Olá, leitores. Este post é um convite que venho fazer para vocês: vamos ler juntos Pensei Que Fosse Verdade da autora Huntley Fitzpatrick?

Para quem não conhece, Huntley Fitzpatrick já teve outro livro publicado aqui no Brasil também pela editora Valentina, chamado Minha Vida Mora ao Lado. Apesar de não ser série, as histórias se passam no mesmo local, portanto, para quem já leu, é como voltar para uma cidade onde passamos um veraneio.

Para participar do evento é só entrar na página do Facebook dedicada à discussão e participar. 

Click na imagem para ser direcionado ao evento!
O evento será dividido em dois momentos, um sem spoilers e outro com, começando no dia 15 de agosto e finalizando no dia 15 de setembro. Ao longo do mês irão ser postadas brincadeiras e perguntas, para fomentar a conversar sobre a leitura do livro.

Confira a seguir a sinopse do novo romance da autora:


“O Paraíso À Beira-Mar.”“O Segredo Mais Bem Guardado Da Nova Inglaterra.” A ilha de Seashell, onde passei minha vida inteira, é tudo isso e muito mais. No entanto, a única coisa que eu quero é ir embora daqui. Gwen Castle nunca quis tanto dizer adeus à sua ilha natal quanto agora: o verão em que o Maior Erro da Sua Vida, Cassidy Somers, aceita um emprego lá como faz-tudo. Ele é um garoto rico da cidade grande, e ela é filha de uma faxineira que trabalha para os veranistas da ilha.
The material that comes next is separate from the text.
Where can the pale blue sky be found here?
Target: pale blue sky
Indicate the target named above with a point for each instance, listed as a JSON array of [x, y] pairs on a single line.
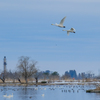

Gwen tem medo de que esse também venha a ser o seu destino, mas, justamente quando parece que ela nunca vai conseguir escapar do que aconteceu – ou da ilha –, o passado explode no presente, redefinindo os limites de sua vida. Emoções correm soltas e histórias secretas se desenrolam, enquanto Gwen passa um lindo e agitado verão lutando para conciliar o que pensou que fosse verdade – sobre o lugar onde vive, as pessoas que ama, e até ela mesma – com o que de fato é. Da aclamada autora de Minha Vida Mora ao Lado, um romance sobre um amor “impossível”, cheio de expectativas e arrependimentos, humor e... perguntas difíceis.
Adquira seu exemplar: aqui!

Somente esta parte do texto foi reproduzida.